Back in Cambridge, Sir Lawrence Bragg was bitterly disappointed when Pauling’s group beat his to the discovery of the primary structure of proteins. But there was a silver lining to the cloud: Perutz now used Pauling’s breakthrough to reappraise his own work on the haemoglobin molecule, a reappraisal that would solve the structural puzzle of haemoglobin and garner his Nobel Prize in Chemistry in 1963. Pauling’s discovery also alarmed Watson who, from his arrival at Cambridge, had assumed that they had a very knowledgeable and powerful rival in what was now a race to discover the three-dimensional structure of DNA.

*

But the problem, as Crick would point out in their day-to-day sharing of thoughts and incessant debate, was that they couldn’t even assume that Pauling’s data was right. In Crick’s words, ‘Data can be wrong. Data can be misleading.’ So Crick and Watson attempted to construct their physical model with a sceptical eye on prevailing experimental data. To put it another way, they relied just as heavily on creative leaps of their own imagination as on existing experimental data.

Crick and Watson were now asking themselves if DNA, like proteins, had a helical structure, and Watson in particular was convinced that they should also take their cue from Pauling, who liked to construct three-dimensional models of the molecules he was attempting to envisage. To do so they would have to think, as Pauling did, about the atomic structures that made up the chemistry of DNA – to fit the molecules, with their component atoms, and the bonds between them, into a complex three-dimensional jigsaw. They knew that they were dealing with the four nucleotides – guanine, adenine, cytosine and thymine – together with the molecule of the sugar, called ribose, and the inorganic chemical, phosphate, all of which, when correctly fitted together, must somehow make up the mysterious three-dimensional jigsaw puzzle.

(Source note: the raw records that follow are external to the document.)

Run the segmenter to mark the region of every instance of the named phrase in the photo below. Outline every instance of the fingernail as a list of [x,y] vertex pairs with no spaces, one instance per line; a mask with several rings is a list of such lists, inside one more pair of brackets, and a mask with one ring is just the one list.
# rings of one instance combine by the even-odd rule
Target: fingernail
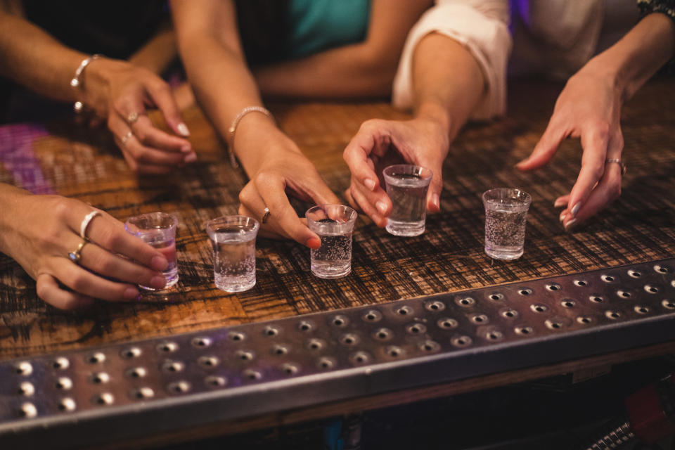
[[572,219],[572,220],[568,221],[567,224],[565,224],[565,231],[570,231],[574,227],[574,224],[576,223],[577,223],[576,219]]
[[150,285],[155,289],[161,289],[167,285],[167,280],[163,276],[155,275],[150,281]]
[[139,293],[139,290],[136,288],[127,288],[124,290],[124,300],[133,300],[135,298],[137,298],[141,294]]
[[178,128],[178,132],[181,134],[181,136],[184,136],[185,137],[190,136],[190,130],[188,129],[188,126],[185,124],[181,122],[178,124],[176,128]]
[[153,256],[150,262],[150,266],[155,270],[164,270],[168,265],[169,262],[162,256]]
[[572,211],[570,212],[572,213],[572,217],[577,215],[577,213],[579,212],[579,208],[580,207],[581,207],[581,202],[577,202],[577,205],[574,205],[574,206],[572,207]]
[[385,214],[387,214],[387,204],[385,203],[383,201],[380,200],[379,202],[375,203],[375,207],[378,208],[378,211],[379,211],[380,213],[382,214],[382,215],[385,215]]

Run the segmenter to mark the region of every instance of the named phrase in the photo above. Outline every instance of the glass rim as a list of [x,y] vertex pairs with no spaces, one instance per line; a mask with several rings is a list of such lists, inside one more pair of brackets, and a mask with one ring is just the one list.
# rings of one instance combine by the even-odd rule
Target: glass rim
[[307,217],[307,214],[311,214],[311,213],[314,212],[315,211],[318,211],[318,210],[319,210],[325,212],[324,208],[326,208],[326,207],[330,207],[330,206],[337,206],[337,207],[341,207],[341,208],[343,208],[343,212],[348,212],[349,214],[349,219],[345,220],[344,222],[338,222],[336,224],[341,225],[341,224],[348,224],[348,223],[350,223],[350,222],[356,221],[356,218],[359,217],[359,213],[356,212],[356,210],[354,210],[354,208],[352,208],[351,206],[347,206],[347,205],[342,205],[341,203],[325,203],[325,204],[323,204],[323,205],[315,205],[314,206],[311,207],[311,208],[309,208],[309,210],[307,210],[307,211],[305,211],[305,212],[304,212],[304,217],[305,217],[305,219],[307,219],[308,221],[310,221],[310,220],[311,220],[311,221],[313,221],[313,222],[316,222],[316,220],[314,220],[314,219],[311,219],[311,218],[310,218],[310,217]]
[[[413,170],[418,169],[420,172],[418,174],[420,176],[420,179],[425,181],[427,179],[431,180],[434,176],[434,171],[424,166],[417,165],[416,164],[392,164],[392,165],[387,166],[382,169],[382,174],[385,176],[385,178],[391,178],[392,175],[387,173],[387,171],[390,172],[391,170],[394,170],[395,169],[401,169],[403,170],[410,169],[411,168]],[[422,174],[421,172],[424,172],[425,174]]]
[[[517,193],[517,198],[513,198],[512,200],[518,200],[517,205],[529,205],[532,202],[532,196],[520,188],[493,188],[491,189],[488,189],[482,193],[481,198],[483,200],[483,203],[489,205],[503,205],[503,202],[499,201],[499,199],[497,198],[488,198],[488,196],[491,193],[501,192],[515,192]],[[521,194],[524,194],[524,196],[521,197]]]

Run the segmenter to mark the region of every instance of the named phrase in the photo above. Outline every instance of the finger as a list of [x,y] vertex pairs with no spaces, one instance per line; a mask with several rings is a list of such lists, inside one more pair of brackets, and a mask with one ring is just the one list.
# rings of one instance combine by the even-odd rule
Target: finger
[[68,260],[54,264],[53,270],[61,283],[79,294],[109,302],[129,302],[140,295],[136,286],[106,280]]
[[290,205],[285,193],[285,183],[281,177],[259,174],[255,183],[258,193],[271,212],[268,221],[274,223],[290,238],[303,245],[310,248],[321,247],[321,239],[302,224]]
[[84,245],[81,255],[80,265],[97,274],[155,289],[161,289],[167,284],[161,272],[152,271],[129,259],[120,258],[94,243]]
[[164,120],[169,127],[179,136],[183,137],[190,136],[190,130],[188,129],[188,126],[183,122],[180,110],[178,105],[176,104],[176,100],[174,98],[169,85],[158,79],[152,83],[146,84],[146,88],[148,89],[148,93],[153,101],[162,111]]
[[554,124],[554,119],[552,117],[548,122],[548,127],[541,135],[539,142],[534,146],[534,150],[527,158],[520,161],[515,167],[520,170],[532,170],[541,167],[551,160],[558,148],[566,136],[564,132]]
[[91,306],[94,299],[61,289],[54,277],[49,274],[38,275],[35,288],[37,296],[59,309],[78,309]]
[[361,207],[364,213],[370,217],[376,226],[380,228],[387,226],[387,218],[380,214],[373,204],[368,202],[362,191],[353,188],[350,188],[350,191],[354,201]]
[[591,191],[605,173],[605,160],[609,143],[608,135],[596,128],[590,129],[581,134],[581,168],[579,172],[577,182],[570,193],[570,216],[577,215]]
[[[72,214],[68,215],[68,226],[79,235],[82,220],[93,208],[78,202],[72,209]],[[164,270],[169,264],[159,250],[127,233],[124,224],[104,211],[89,222],[86,234],[89,240],[100,247],[131,258],[153,270]]]

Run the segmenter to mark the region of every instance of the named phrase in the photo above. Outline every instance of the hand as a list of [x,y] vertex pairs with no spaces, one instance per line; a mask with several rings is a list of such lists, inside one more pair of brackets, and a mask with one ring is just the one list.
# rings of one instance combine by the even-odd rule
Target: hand
[[345,195],[380,228],[387,226],[392,200],[380,183],[382,169],[395,158],[430,169],[434,175],[427,193],[427,210],[440,210],[443,189],[443,160],[449,139],[444,127],[426,118],[405,122],[375,119],[364,122],[343,157],[352,172],[352,184]]
[[[171,88],[150,70],[117,60],[93,61],[85,73],[85,103],[105,118],[108,127],[131,170],[166,174],[174,166],[195,161]],[[158,108],[173,136],[154,127],[146,107]],[[130,115],[138,119],[129,123]]]
[[166,268],[166,258],[108,214],[101,212],[89,223],[78,265],[68,253],[82,242],[80,224],[94,209],[57,195],[26,194],[20,205],[7,218],[5,251],[37,281],[37,295],[47,303],[73,309],[89,306],[94,297],[129,301],[139,297],[136,285],[159,289],[166,284],[159,271]]
[[261,223],[262,236],[292,239],[310,248],[321,247],[321,238],[307,228],[305,219],[297,217],[286,194],[316,205],[341,202],[295,144],[268,153],[250,178],[239,193],[239,214],[260,221],[266,207],[270,215],[266,224]]
[[581,138],[584,153],[577,182],[555,202],[565,207],[560,219],[566,230],[621,195],[621,165],[606,162],[621,159],[621,106],[620,92],[610,77],[586,65],[567,82],[532,155],[516,165],[521,170],[540,167],[553,158],[563,139]]

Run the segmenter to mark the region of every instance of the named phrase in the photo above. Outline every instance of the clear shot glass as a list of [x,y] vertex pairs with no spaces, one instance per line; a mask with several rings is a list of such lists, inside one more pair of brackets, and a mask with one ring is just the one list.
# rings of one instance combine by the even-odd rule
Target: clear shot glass
[[424,233],[427,191],[433,173],[420,166],[398,164],[385,167],[382,174],[393,205],[387,231],[397,236],[420,236]]
[[224,216],[206,223],[217,288],[240,292],[255,285],[255,238],[259,229],[258,221],[247,216]]
[[[178,260],[176,257],[176,228],[178,218],[172,214],[165,212],[148,212],[140,216],[134,216],[127,219],[124,229],[150,244],[160,251],[169,262],[164,270],[164,278],[167,289],[178,283]],[[147,290],[156,290],[153,288],[139,285]]]
[[485,253],[495,259],[518,259],[525,243],[527,210],[532,198],[511,188],[483,193],[485,205]]
[[312,249],[311,273],[321,278],[339,278],[352,271],[352,234],[356,212],[343,205],[321,205],[307,210],[307,226],[321,238]]

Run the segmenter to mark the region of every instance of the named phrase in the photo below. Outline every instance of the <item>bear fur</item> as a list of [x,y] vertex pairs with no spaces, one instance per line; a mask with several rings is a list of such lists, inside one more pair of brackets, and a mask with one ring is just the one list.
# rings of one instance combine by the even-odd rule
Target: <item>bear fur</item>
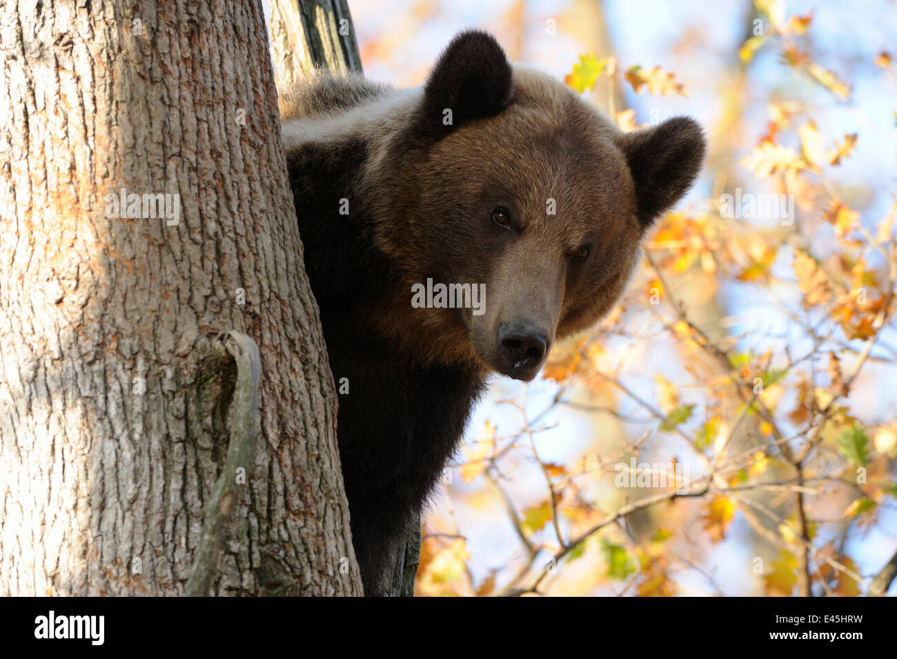
[[[487,377],[531,379],[616,303],[704,138],[687,117],[624,134],[477,30],[422,87],[321,73],[281,114],[306,271],[349,386],[353,542],[365,594],[383,594]],[[428,279],[484,284],[483,308],[413,305]]]

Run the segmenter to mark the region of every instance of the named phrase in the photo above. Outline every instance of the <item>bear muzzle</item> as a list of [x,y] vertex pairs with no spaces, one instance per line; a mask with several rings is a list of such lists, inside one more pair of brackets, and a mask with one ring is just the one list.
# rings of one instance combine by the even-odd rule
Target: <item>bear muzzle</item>
[[497,370],[516,380],[533,379],[551,348],[551,333],[533,320],[500,323],[495,340]]

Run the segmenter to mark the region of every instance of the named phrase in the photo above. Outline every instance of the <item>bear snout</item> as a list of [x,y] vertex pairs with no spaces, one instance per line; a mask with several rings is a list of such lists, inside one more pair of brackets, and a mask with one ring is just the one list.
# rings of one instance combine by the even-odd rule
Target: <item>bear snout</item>
[[549,331],[532,320],[500,323],[495,339],[500,371],[516,380],[533,379],[551,348]]

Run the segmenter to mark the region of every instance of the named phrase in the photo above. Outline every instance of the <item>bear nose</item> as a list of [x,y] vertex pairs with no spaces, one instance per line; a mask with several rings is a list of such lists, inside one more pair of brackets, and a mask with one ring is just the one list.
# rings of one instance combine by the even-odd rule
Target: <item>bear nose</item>
[[531,322],[501,323],[498,340],[510,367],[509,375],[533,370],[548,351],[548,332]]

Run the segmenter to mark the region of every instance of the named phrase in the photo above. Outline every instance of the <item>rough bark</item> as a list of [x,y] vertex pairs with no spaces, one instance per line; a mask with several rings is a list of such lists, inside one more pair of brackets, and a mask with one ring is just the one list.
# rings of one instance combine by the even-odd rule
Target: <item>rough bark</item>
[[259,434],[207,592],[359,594],[260,4],[4,3],[0,53],[0,593],[186,593],[235,330]]
[[286,89],[316,67],[361,73],[345,0],[271,0],[270,20],[277,89]]
[[[271,0],[269,31],[278,90],[289,89],[315,68],[363,73],[345,0]],[[414,596],[420,556],[418,525],[393,566],[390,595]]]

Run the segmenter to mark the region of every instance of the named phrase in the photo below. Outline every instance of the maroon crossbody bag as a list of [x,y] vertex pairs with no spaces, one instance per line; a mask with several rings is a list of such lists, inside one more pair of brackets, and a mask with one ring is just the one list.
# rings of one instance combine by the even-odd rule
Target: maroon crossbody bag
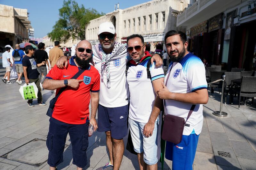
[[[172,65],[166,78],[165,86],[167,85],[167,82],[169,79],[172,68]],[[164,101],[165,104],[165,100],[164,100]],[[189,127],[189,125],[187,124],[186,123],[192,114],[192,112],[193,112],[195,106],[196,105],[192,105],[186,121],[183,117],[171,115],[165,115],[165,113],[164,112],[164,126],[162,132],[162,139],[176,144],[180,143],[182,138],[184,127],[185,126]]]

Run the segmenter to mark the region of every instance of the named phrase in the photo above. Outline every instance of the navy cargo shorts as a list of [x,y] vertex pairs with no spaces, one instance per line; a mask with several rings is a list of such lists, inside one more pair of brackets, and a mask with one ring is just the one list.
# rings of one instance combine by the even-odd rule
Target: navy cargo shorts
[[81,124],[66,123],[51,117],[46,144],[49,154],[47,163],[54,167],[63,162],[63,152],[68,133],[72,144],[73,164],[83,168],[87,163],[89,122]]

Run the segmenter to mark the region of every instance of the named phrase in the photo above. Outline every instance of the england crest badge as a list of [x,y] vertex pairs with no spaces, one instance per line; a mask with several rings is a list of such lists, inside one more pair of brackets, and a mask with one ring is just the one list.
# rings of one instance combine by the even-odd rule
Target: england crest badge
[[136,78],[138,79],[140,79],[142,77],[143,74],[143,70],[138,70],[136,73]]
[[84,76],[84,83],[86,85],[89,85],[91,83],[91,77]]
[[175,71],[174,72],[174,73],[173,73],[173,78],[177,78],[177,77],[178,77],[180,73],[180,71],[181,71],[181,69],[176,69],[176,70],[175,70]]
[[120,58],[116,59],[113,60],[114,66],[116,67],[118,67],[121,65],[121,59]]

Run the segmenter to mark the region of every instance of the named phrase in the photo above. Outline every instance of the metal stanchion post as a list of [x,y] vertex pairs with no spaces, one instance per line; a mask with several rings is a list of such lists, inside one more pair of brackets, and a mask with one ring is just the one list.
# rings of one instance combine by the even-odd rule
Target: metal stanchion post
[[225,78],[226,76],[225,75],[223,75],[223,80],[222,80],[222,89],[221,90],[221,97],[220,98],[220,111],[215,111],[212,113],[212,114],[221,117],[226,117],[228,115],[228,113],[226,112],[222,111],[222,105],[223,104],[223,94],[224,93],[224,88],[225,84]]

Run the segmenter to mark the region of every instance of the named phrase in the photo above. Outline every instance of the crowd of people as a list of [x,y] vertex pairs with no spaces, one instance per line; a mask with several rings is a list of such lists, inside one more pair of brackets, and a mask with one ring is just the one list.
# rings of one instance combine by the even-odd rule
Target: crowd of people
[[[207,103],[208,97],[204,64],[187,51],[186,34],[176,30],[166,34],[163,66],[159,54],[151,56],[146,50],[140,35],[129,36],[127,43],[118,42],[114,25],[105,22],[100,26],[98,35],[99,43],[92,46],[81,41],[72,47],[73,54],[67,55],[70,57],[64,54],[67,48],[59,48],[58,41],[48,54],[43,51],[43,43],[35,52],[30,46],[26,47],[26,56],[20,52],[26,83],[35,82],[37,86],[41,82],[44,89],[57,89],[54,108],[48,115],[50,118],[46,145],[50,169],[56,169],[63,161],[68,133],[73,163],[77,169],[86,166],[90,124],[95,131],[105,132],[106,136],[109,161],[98,170],[119,169],[124,151],[123,139],[128,129],[130,152],[137,155],[140,169],[157,169],[158,151],[163,146],[165,158],[172,161],[172,169],[192,169],[203,126],[202,104]],[[11,63],[5,58],[9,72],[10,68],[6,68]],[[48,73],[46,65],[51,69]],[[19,69],[20,76],[22,72]],[[9,82],[7,79],[6,83]],[[38,102],[45,104],[40,96]],[[173,126],[168,122],[169,116],[183,119],[184,129]],[[180,132],[180,138],[171,134],[176,134],[175,131]],[[162,134],[167,139],[164,146],[160,145]]]

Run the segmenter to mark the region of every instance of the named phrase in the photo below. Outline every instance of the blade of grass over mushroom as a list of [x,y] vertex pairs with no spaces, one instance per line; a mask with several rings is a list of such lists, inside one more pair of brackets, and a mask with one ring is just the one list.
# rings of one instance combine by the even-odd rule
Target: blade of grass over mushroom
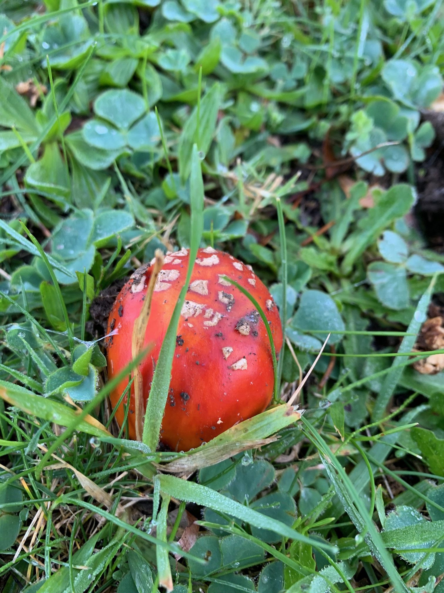
[[183,457],[162,466],[162,468],[172,473],[181,473],[218,463],[241,451],[276,441],[276,436],[268,437],[297,422],[300,417],[300,413],[287,404],[266,410],[231,426]]
[[169,388],[178,324],[204,229],[204,182],[200,160],[195,144],[193,146],[191,161],[191,223],[188,269],[185,284],[181,291],[162,345],[153,376],[150,397],[147,403],[142,441],[152,451],[156,450],[159,442],[160,426]]
[[[430,304],[433,294],[433,286],[436,282],[437,275],[435,274],[432,279],[429,288],[419,299],[410,324],[407,328],[407,333],[413,335],[406,336],[401,343],[398,350],[398,353],[410,352],[416,341],[416,336],[420,330],[421,325],[427,319],[427,311]],[[401,378],[404,367],[401,364],[401,359],[396,357],[393,361],[390,370],[387,374],[377,396],[375,406],[373,409],[372,419],[380,420],[384,415],[385,409],[391,399],[396,386]]]
[[[169,496],[163,496],[162,500],[162,506],[157,515],[157,539],[166,543],[166,519],[168,516],[168,505],[170,501]],[[166,548],[156,546],[156,556],[157,560],[157,571],[159,572],[159,584],[169,593],[173,590],[173,579],[171,576],[171,568],[168,559],[168,550]]]
[[230,282],[233,286],[236,286],[242,294],[245,295],[247,298],[249,299],[250,301],[253,303],[258,311],[258,313],[260,315],[260,318],[263,321],[263,324],[265,326],[265,329],[267,331],[267,334],[268,336],[268,339],[270,342],[270,348],[271,349],[271,356],[273,359],[273,372],[274,374],[274,386],[273,387],[273,401],[276,403],[279,401],[279,385],[278,384],[278,361],[276,358],[276,349],[275,348],[275,343],[273,341],[273,336],[271,333],[271,330],[270,329],[270,326],[268,324],[268,320],[266,318],[265,314],[263,312],[262,308],[260,307],[259,304],[256,300],[254,296],[252,296],[248,291],[246,290],[243,286],[241,286],[235,280],[233,280],[230,278],[229,276],[223,276],[224,280]]
[[377,530],[353,482],[317,431],[306,418],[303,416],[301,419],[305,427],[304,432],[327,461],[324,464],[326,470],[346,512],[363,536],[372,553],[386,570],[394,590],[398,593],[408,593],[408,589],[397,570],[393,559],[387,551],[381,535]]
[[[151,302],[153,300],[153,293],[156,280],[157,279],[159,272],[163,265],[163,254],[160,249],[156,249],[155,253],[156,261],[154,263],[150,281],[148,283],[145,299],[143,301],[141,310],[139,317],[134,321],[133,328],[131,340],[131,353],[133,358],[136,358],[143,349],[143,342],[145,340],[146,326],[151,313]],[[134,369],[134,400],[136,402],[136,434],[137,441],[141,441],[143,432],[143,378],[137,365]]]
[[272,519],[257,511],[244,506],[207,486],[166,474],[160,476],[159,480],[160,482],[160,491],[179,500],[208,506],[214,511],[231,515],[260,529],[270,530],[283,537],[309,544],[317,549],[321,549],[330,551],[336,549],[334,546],[307,537],[281,521]]
[[[278,222],[279,223],[279,240],[281,244],[281,262],[282,282],[282,307],[281,313],[281,321],[282,324],[282,334],[285,335],[285,326],[287,325],[287,285],[288,276],[288,267],[287,265],[287,238],[285,237],[285,222],[284,219],[282,205],[279,197],[276,198],[276,208],[278,211]],[[285,347],[285,341],[282,343],[281,355],[278,362],[278,376],[276,382],[278,389],[281,387],[281,379],[282,375],[282,365],[284,364],[284,350]]]

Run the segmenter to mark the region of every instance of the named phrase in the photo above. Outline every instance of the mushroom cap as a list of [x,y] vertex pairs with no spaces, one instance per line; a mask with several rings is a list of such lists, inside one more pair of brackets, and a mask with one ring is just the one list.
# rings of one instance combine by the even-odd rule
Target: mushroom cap
[[[154,260],[152,262],[153,263]],[[168,253],[155,286],[144,346],[152,349],[140,365],[148,397],[153,365],[186,279],[188,251]],[[151,273],[151,264],[131,276],[115,300],[108,320],[108,374],[111,379],[131,360],[131,339]],[[260,305],[279,352],[282,331],[272,297],[249,266],[212,247],[200,249],[177,330],[171,382],[160,441],[172,450],[188,451],[237,422],[263,412],[273,394],[274,377],[266,329],[251,301],[221,276],[236,280]],[[111,394],[115,407],[127,378]],[[124,404],[116,412],[121,425]],[[129,437],[136,438],[134,390]]]

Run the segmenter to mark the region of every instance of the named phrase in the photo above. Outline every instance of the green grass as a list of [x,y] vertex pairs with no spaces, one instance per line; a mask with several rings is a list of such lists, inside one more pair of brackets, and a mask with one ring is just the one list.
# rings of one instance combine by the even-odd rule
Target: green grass
[[[442,1],[0,0],[0,591],[443,593],[444,256],[406,216],[443,39]],[[129,441],[147,353],[108,381],[97,304],[210,245],[279,306],[273,404],[158,448],[184,291]]]

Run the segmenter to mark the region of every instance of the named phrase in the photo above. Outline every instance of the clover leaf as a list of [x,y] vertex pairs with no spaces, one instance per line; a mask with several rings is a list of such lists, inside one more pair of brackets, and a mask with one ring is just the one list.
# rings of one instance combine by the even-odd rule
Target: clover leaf
[[160,140],[155,114],[146,113],[144,100],[132,91],[105,91],[96,100],[94,111],[98,117],[87,122],[82,130],[91,146],[107,151],[121,152],[126,147],[147,151]]

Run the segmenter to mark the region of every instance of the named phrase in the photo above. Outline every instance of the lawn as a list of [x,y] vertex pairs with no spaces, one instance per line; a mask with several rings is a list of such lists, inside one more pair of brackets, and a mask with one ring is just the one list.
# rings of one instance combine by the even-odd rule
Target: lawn
[[[443,75],[442,0],[0,0],[0,591],[444,593]],[[218,251],[271,404],[176,450]]]

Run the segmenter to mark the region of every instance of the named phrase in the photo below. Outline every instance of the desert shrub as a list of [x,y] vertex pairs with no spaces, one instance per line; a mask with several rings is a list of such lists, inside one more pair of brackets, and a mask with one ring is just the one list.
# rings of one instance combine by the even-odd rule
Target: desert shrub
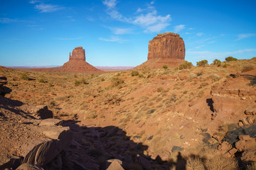
[[118,77],[113,77],[111,79],[111,85],[112,86],[117,86],[119,85],[121,85],[122,84],[124,83],[124,81],[120,78]]
[[135,71],[135,70],[132,70],[132,72],[131,72],[131,75],[132,76],[138,76],[139,75],[139,72]]
[[247,64],[242,67],[242,72],[248,72],[254,69],[255,66],[252,64]]
[[208,61],[206,60],[196,62],[196,66],[198,67],[205,67],[206,65],[208,65]]
[[193,64],[192,62],[189,62],[186,61],[185,62],[181,64],[178,67],[179,69],[191,69],[192,67]]
[[238,59],[234,58],[233,57],[228,57],[225,59],[227,62],[233,62],[233,61],[237,61]]
[[147,66],[144,66],[142,69],[143,76],[145,78],[149,78],[151,75],[150,74],[151,69]]
[[81,84],[88,84],[85,79],[82,79],[80,80]]
[[75,86],[78,86],[81,82],[79,80],[75,80]]
[[164,69],[167,69],[167,68],[168,68],[168,66],[166,65],[166,64],[164,64],[164,65],[163,65],[163,68],[164,68]]
[[164,90],[164,88],[163,87],[159,87],[157,88],[157,92],[161,92]]
[[44,83],[44,80],[43,79],[38,79],[39,83]]
[[202,89],[203,87],[206,86],[208,86],[208,85],[209,85],[208,83],[207,83],[207,82],[203,82],[203,83],[201,83],[201,84],[200,84],[199,89]]
[[221,65],[221,62],[220,60],[215,59],[214,60],[214,61],[213,62],[213,64],[215,65],[217,67],[220,67]]
[[29,77],[28,77],[28,74],[22,74],[21,76],[21,79],[29,80]]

Two relevant questions now loomed. Firstly, if the structure was helical, what kind of helix was involved? And secondly, where did the phosphate molecule fit into the structure? Calcium phosphate is the mineral of bones, of shells, of rocks formed from the remains of living marine organisms – limestone. The presence of phosphate suggested some kind of strengthening of the DNA chain – a chemical scaffold – maybe a spine? But where did this spine lie in relation to the presumptive and as yet unknown spiral? And where, or how, did the sugar fit in? The code itself must surely lie with the nucleotides, acting perhaps as something like letters. Each was a key ingredient, but how on earth did the whole thing assemble in a way that made sense?

An important clue must come from the X-ray diffraction patterns. That meant they needed the help of Maurice Wilkins and Rosalind Franklin – ‘Rosy’, as Watson referred to her in his autobiography – who were conducting X-ray analyses of DNA fibres at the King’s College London laboratory.

*

Rosalind Elsie Franklin was born in London to a prosperous Jewish family in 1920. From an early age she showed both a brilliantly incisive mind and the stubbornness necessary to make a distinguished mark for herself. She also showed an aggressively combative side to her personality that might prove a mixed blessing in overcoming the prevailing prejudices against Jews in society, as well as against women being in higher education and the scientific workplace. It didn’t help that her father, who appeared to be a similarly combative character to his daughter, opposed her notion of a career in science. In her second year at Newnham College, Cambridge, he threatened to cut off her fees, urging that she switch to some practical application in support of the war effort. Only when he was dissuaded by her mother and aunt did he relent and allow her to continue her course.